Wassim apprend la fusillade sur Facebook, quand la fille d’Hélène Pastor, Sylvia, l’apprend de la bouche du Ministère de l’intérieur de la Principauté. Deux mondes qui vivent ensemble mais ne se rencontrent jamais vraiment.

Crime maquillé

Dans le projet criminel tel que présenté par l’un des coaccusés, Wojciech Janowski, le compagnon de Sylvia, voulait maquiller l’assassinat de sa belle-mère en crime crapuleux. Pour cela, il fallait aussi voler son sac à main et tuer son chauffeur: prix de ce travail supplémentaire, 20’000 euros pour le sac, 20’000 euros pour Mohamed Darwich.

«Ce chiffre est dur, mais je ne pense pas qu’il y ait de chiffre de doux dans ce cas», confie Wassim à l’AFP.
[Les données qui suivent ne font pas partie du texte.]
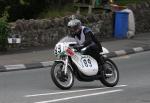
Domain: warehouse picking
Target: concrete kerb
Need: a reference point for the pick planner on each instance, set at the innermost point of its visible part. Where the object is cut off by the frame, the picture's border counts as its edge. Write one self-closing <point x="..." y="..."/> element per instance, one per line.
<point x="6" y="68"/>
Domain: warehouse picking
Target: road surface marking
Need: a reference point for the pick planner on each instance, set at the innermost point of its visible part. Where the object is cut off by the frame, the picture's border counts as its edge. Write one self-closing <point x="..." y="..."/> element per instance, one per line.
<point x="80" y="96"/>
<point x="66" y="92"/>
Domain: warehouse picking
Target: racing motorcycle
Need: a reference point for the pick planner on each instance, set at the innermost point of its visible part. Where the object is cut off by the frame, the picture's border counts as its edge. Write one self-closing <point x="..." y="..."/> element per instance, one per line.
<point x="73" y="63"/>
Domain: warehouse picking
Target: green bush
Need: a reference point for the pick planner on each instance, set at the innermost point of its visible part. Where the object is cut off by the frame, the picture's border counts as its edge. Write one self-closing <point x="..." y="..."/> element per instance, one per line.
<point x="4" y="31"/>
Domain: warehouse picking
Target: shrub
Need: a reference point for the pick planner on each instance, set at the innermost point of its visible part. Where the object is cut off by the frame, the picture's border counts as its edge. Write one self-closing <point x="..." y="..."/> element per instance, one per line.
<point x="4" y="30"/>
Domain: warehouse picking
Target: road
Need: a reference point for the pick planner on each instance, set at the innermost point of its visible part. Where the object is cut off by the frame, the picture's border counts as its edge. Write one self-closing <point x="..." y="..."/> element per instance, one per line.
<point x="35" y="86"/>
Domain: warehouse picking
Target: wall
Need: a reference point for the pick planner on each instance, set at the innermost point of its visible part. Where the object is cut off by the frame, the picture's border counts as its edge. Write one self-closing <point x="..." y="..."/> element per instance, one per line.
<point x="47" y="32"/>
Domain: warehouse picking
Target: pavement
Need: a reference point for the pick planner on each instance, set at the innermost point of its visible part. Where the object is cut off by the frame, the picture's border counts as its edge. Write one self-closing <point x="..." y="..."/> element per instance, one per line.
<point x="36" y="58"/>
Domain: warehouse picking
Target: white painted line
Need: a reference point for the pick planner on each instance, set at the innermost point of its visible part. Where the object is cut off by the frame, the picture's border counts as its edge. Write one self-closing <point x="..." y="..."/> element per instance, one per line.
<point x="15" y="67"/>
<point x="138" y="49"/>
<point x="47" y="63"/>
<point x="66" y="92"/>
<point x="121" y="52"/>
<point x="80" y="96"/>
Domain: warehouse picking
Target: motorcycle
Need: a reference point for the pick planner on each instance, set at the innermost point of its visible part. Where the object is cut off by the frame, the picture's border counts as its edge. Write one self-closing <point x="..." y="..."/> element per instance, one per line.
<point x="72" y="63"/>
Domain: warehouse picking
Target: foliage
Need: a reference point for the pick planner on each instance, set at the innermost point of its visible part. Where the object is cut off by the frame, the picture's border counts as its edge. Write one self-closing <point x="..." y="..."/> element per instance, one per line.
<point x="125" y="2"/>
<point x="4" y="30"/>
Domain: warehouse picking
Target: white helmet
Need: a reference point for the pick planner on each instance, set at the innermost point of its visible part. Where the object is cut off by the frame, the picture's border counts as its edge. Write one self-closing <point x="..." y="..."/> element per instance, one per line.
<point x="74" y="23"/>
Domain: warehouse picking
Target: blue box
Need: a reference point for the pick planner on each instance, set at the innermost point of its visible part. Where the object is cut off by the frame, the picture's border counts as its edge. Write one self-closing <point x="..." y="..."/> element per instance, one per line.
<point x="121" y="24"/>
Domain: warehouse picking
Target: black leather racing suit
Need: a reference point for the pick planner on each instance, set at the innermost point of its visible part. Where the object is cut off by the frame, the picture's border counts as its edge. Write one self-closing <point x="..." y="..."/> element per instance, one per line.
<point x="91" y="43"/>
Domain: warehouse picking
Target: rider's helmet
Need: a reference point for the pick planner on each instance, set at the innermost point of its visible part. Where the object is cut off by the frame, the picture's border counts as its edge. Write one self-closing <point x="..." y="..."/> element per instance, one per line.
<point x="74" y="26"/>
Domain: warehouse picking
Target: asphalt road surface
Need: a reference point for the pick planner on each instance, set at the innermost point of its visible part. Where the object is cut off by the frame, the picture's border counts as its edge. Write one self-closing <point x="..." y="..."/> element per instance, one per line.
<point x="36" y="86"/>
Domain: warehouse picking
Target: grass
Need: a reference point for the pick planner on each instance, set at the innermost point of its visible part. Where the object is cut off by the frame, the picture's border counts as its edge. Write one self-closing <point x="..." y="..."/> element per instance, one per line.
<point x="69" y="9"/>
<point x="125" y="2"/>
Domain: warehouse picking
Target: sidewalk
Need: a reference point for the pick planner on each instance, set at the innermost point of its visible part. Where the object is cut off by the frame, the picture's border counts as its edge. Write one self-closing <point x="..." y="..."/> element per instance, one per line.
<point x="38" y="56"/>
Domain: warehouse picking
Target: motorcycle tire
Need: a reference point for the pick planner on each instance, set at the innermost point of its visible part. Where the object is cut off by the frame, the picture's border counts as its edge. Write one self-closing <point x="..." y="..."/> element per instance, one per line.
<point x="57" y="81"/>
<point x="115" y="72"/>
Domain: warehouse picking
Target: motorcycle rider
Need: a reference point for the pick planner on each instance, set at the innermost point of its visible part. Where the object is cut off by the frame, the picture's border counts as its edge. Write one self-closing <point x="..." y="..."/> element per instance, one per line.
<point x="85" y="38"/>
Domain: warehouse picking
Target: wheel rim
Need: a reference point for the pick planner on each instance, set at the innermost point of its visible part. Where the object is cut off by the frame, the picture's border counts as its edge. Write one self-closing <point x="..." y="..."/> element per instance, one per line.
<point x="110" y="73"/>
<point x="68" y="81"/>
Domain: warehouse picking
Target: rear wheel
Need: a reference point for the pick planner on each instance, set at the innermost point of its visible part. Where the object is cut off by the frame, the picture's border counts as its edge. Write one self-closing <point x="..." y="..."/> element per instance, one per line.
<point x="110" y="73"/>
<point x="62" y="80"/>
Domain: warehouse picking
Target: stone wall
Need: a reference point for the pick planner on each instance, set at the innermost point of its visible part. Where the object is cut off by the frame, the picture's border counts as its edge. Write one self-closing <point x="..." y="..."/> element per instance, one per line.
<point x="142" y="16"/>
<point x="47" y="32"/>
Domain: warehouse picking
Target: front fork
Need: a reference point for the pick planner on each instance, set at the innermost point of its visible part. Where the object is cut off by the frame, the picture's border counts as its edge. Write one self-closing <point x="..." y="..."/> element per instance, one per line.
<point x="65" y="65"/>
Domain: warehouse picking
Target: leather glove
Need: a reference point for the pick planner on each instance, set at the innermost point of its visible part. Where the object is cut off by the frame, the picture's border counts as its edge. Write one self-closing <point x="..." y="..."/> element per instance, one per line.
<point x="77" y="47"/>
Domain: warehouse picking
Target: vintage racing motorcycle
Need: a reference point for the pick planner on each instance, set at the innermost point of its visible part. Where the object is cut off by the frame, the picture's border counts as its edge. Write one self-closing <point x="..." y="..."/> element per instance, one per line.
<point x="72" y="63"/>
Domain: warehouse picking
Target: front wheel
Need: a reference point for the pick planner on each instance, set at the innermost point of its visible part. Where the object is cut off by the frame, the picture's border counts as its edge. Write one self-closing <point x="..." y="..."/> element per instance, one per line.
<point x="110" y="73"/>
<point x="61" y="80"/>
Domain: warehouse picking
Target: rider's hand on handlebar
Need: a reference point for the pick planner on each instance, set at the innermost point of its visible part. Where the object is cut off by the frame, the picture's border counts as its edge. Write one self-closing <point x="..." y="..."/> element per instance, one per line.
<point x="77" y="47"/>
«La place de Mohamed Darwich permet de prendre l’ampleur du projet criminel. ll n’existait pas, il avait la valeur du sac à main, il était complètement chosifié. C’est ce qui explique qu’ils aient été condamnés à la perpétuité en première instance», estime Me Sussmann.

Au premier procès en 2018, les avocats de Wojciech Janowski à l’époque, dont Eric Dupond-Moretti, aujourd’hui ministre de la Justice, avaient avoué que leur client, qui avait changé plusieurs fois de positions dans ce dossier, était coupable d’avoir commandité l’assassinat d’Hélène Pastor, mais pas celui de Mohamed Darwich.

Malgré cette stratégie de défense, il avait été condamné à la prison à vie, tout comme le guetteur et le tueur présumé, rejugés à ses côtés.